Looking up MacroScalar I came across this written about 13 years ago. It was a good read for multiple reasons, not just the technical description of how MacroScalar might work but also from a historical perspective on Apple's entrance into microarchitecture design:
A couple months ago, a story made the nerd-press rounds about Apple’s trademark application and several patents for something called a “macroscalar” processor architecture. I’ve taken a stab at decoding the publicly available information about macroscalar architectures to give a coherent picture...
www.cs.cornell.edu
The nutshell version of something like MacroScalar is that rather than work with fixed sized registers and SIMD operations (even SVE-style) you write your code as standard scalar loops, but some of those loops are captured by the compiler and annotated as being amenable to SIMD'ization.

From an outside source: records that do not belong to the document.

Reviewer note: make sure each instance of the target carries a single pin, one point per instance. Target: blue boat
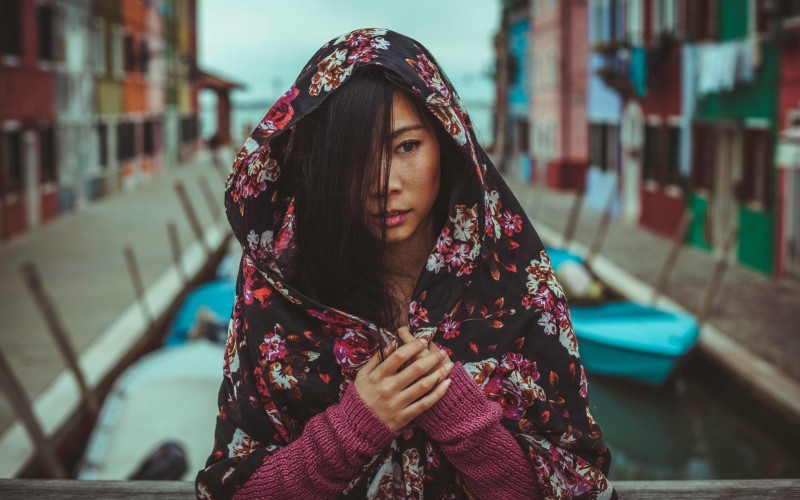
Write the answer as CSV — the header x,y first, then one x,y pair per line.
x,y
621,338
215,298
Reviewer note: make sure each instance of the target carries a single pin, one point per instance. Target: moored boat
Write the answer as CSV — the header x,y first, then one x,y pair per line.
x,y
622,338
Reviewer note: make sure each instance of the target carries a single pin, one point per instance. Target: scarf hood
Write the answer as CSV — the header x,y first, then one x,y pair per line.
x,y
487,295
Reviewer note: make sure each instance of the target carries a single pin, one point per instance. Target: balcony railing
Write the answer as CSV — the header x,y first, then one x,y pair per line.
x,y
168,490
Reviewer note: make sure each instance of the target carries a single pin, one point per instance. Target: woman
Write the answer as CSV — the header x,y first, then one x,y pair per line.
x,y
398,331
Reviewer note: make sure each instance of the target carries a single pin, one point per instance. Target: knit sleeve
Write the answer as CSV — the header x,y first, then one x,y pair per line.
x,y
468,429
333,448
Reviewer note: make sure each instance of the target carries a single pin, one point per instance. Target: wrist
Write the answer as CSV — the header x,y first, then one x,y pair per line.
x,y
463,410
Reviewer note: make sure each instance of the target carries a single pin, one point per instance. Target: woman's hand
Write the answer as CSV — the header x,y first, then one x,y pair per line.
x,y
404,385
405,336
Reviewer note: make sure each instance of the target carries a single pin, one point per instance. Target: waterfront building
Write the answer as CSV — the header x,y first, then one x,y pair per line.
x,y
97,96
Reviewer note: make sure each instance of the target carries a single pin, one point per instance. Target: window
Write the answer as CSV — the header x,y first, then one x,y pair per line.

Everything after that happens in the CPU; at some point (possibly when the instructions are loaded to L2, possibly when they're loaded to L1, possibly even at Decode time) certain patterns of instructions are on-the-fly converted to a SIMD version appropriate for this hardware.
The primary win of this is that you get everything SVE gives you, without the various pain points; AND you don't burn up your 32b ISA space the way SVE has done.
The primary loss is that you give up perhaps even more control than SVE (eg for things like data rearrangement).
The idea admittedly sounds some combination of cool and insane. But others have suggested the same sort of idea, for example here's a version for POWER:
https://libre-soc.org/openpower/sv/
Another way to look at this is that it's an implementation of "real" vector computing Cray-style ["hardware for loop"], rather than SIMD, and the implementation as SIMD or otherwise is a low-level detail unimportant to the developer.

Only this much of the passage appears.